Hasil gambar untuk cinta
Google
Jiwaku terlempar disudut ruangan putih yang hanya sedikit dimasuki cahaya mentari. Aku coba memainkan perasaan agar sesuai dengan kenyataan. Tidak muncul sebagai drama dan seperti fatamorgana. Diamku dalam piker dan heningku.
Akhir hari yang melapangkan nya
Mala mini perasaan yang sejak tempo hari aku alami tereduksi. Tidak sepenuhnya namun sudah cukup untuk ku menghela nafas panjang. Hari ini aku mulai sadar kenyataan yang memang harus dihadapi. Jarak yang menjulang ini memberikan protein untuk selalu percaya. Percaya kepada dia dan harinya, percaya kepada ujung dari smeua rindu yang menggelora. Hingga aku tahu kemana ini semua bermuara.
Malam yang dingin menyejukan pikiran, untuk kembali melukiskan tinta diatas kertas putih. Pena menari-nari liar hingga mampu menjelaskan tabir kerinduan.
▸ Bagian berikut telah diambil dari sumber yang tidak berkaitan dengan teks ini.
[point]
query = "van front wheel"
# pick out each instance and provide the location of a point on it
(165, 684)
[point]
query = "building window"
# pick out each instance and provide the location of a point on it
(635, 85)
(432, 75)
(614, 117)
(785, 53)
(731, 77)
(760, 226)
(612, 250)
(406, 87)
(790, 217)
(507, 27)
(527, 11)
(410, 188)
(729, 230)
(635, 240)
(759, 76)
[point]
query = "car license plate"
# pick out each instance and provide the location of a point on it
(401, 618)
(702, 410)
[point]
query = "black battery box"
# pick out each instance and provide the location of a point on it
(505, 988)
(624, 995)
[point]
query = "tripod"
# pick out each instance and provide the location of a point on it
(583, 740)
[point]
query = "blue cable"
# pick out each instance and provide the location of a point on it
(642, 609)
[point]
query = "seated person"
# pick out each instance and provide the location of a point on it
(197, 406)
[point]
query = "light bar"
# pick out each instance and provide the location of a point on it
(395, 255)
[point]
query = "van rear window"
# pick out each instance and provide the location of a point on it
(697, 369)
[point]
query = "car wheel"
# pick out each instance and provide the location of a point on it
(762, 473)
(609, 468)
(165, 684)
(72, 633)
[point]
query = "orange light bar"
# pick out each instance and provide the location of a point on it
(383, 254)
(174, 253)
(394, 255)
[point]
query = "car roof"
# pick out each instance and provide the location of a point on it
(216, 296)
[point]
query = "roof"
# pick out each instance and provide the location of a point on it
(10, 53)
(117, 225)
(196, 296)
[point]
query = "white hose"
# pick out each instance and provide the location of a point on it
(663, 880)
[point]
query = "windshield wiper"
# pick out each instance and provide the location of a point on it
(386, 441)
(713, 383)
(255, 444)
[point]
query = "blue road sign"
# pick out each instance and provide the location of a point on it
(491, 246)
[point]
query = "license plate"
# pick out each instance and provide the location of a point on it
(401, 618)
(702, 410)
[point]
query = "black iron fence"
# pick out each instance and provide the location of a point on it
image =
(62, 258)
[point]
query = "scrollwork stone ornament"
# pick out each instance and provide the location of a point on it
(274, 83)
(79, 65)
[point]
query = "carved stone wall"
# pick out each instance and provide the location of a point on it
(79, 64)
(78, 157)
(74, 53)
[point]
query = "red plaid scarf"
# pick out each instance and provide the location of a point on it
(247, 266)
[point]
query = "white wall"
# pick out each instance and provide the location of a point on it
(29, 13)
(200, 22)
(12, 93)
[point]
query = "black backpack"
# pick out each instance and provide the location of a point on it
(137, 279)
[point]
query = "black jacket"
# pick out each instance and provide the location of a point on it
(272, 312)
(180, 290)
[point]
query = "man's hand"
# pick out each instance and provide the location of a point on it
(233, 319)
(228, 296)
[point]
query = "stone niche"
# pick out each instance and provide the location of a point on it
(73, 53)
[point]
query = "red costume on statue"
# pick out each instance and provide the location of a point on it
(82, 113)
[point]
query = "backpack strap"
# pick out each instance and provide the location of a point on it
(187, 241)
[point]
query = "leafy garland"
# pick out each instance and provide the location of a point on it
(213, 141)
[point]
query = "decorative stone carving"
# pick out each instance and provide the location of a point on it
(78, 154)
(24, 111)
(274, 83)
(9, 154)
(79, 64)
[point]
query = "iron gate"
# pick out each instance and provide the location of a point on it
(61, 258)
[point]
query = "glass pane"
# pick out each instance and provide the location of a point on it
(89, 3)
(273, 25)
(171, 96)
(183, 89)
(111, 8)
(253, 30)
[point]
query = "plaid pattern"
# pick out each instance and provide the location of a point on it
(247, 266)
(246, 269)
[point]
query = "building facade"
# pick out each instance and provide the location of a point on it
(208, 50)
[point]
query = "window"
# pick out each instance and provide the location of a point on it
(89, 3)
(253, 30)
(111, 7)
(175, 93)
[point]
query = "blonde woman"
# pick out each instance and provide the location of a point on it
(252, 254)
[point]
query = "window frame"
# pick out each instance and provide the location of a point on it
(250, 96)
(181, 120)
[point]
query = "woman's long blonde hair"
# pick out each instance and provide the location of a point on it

Bintang yang bernostalgia dengan rembulan seolah menyaksikan suatu kegelisahan meredup. Tereduksi menjadi benih positif yang berupaya lebih baik lagi.
Taka ada dendam kepada hari lalu, kini aku mulai cari muara nya. Menyusuri tepi demi tepi anak sungai dari hulu ke hilir. Sampan aku dayuh, dermaga demi dermaga ku singgahi hanya demi menyaksikan muara kita Tinta Manis. Sudah berapa purnama aku ingin mencari, hingga kadang lelah membebani selama perjalanan.

Sampai aku piker ini adalah akhir, akhir dari segala usaha dan do’a. Namun, jiwa yang merdang mendengarnya menampar pipi ini. Sampai darah tercucur keluar dari gigi. Harapan akan mura itu masih aku genggam dan akan selalu ku rindui kemana pun kaki ini berpijak.